The group said the eligibility includes 126,000 Detroiters with disabilities and called for Michigan Governor Gretchen Whitmer to follow suit.

“We have read your letters, and we do recognize a strong need to protect people with disability especially during COVID-19 because they are at a greater risk," Fair said, adding the city has been focusing on inoculations in adult foster care and group homes.

“Thank you to the City of Detroit for prioritizing COVID-19 vaccinations for people with disabilities," said Jeffrey Nolish, policy director for Detroit Disability Power. "This has the potential to protect tens of thousands of disabled lives. With Detroit leading, we hope more cities, counties and the State of Michigan follow suit.”

The Detroit Health Department is hosting vaccination fairs for Detroiters ages 65 and up inside two of the city's largest churches — Fellowship Chapel on the city's west side and Second Ebenezer Church on the east side — on Saturday.

The effort, coined "Senior Saturdays," is expected to vaccinate about 1,000 seniors in each of the next four Saturdays, Duggan said. 

Appointments for those eligible can be scheduled by calling (313) 230-0505 between 9 a.m. and 8 p.m.
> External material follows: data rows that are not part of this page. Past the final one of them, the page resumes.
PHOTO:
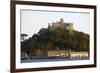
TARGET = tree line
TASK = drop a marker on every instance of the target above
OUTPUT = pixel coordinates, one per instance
(56, 39)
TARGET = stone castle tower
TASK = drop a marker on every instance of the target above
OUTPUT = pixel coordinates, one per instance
(62, 24)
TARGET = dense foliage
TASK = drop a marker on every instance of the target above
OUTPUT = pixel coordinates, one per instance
(59, 38)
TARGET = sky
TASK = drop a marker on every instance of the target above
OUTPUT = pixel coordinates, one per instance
(33, 20)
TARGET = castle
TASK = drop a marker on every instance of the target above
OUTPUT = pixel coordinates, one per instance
(62, 24)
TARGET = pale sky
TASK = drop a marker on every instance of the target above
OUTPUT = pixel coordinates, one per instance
(32, 21)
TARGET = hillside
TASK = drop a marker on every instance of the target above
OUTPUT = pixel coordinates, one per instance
(53, 39)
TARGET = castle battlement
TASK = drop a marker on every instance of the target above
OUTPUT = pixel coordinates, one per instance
(62, 24)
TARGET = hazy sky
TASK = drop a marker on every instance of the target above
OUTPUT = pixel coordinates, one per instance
(32, 21)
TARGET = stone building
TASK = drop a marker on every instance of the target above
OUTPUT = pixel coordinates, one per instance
(62, 24)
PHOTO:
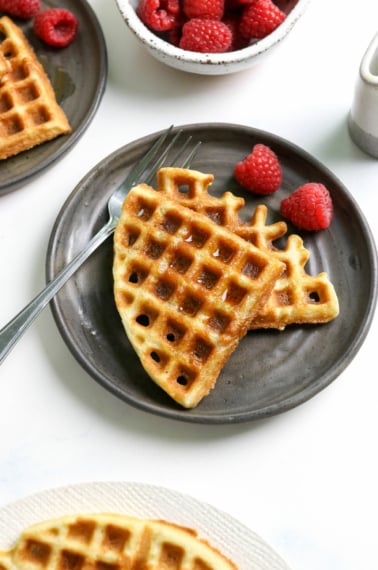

Monday through Friday. Vaccination times are 9 a.m. to 1 p.m. at Fellowship Chapel and 1 p.m. to 5 p.m. at Second Ebenezer.

Detroit's latest push to vaccinate its most vulnerable residents comes as the city has detected its first two cases of the highly contagious new COVID-19 variant B.1.1.7. 

Duggan said more than 70% of the deaths Detroit has seen from the virus have been in residents over 65. In the last two weeks, he added, 16 Detroiters have died, 15 of whom were older than 65.

To further boost access, Detroit is now offering low-cost transportation services to the city's TCF Center vaccination site downtown for seniors and other vaccine-eligible Detroiters.

Residents can schedule rides when setting up vaccination appointments at the TCF Center as long as they call at least 24 hours in advance of their appointment. The discounted fares with IntelliRide are $2 for a round trip.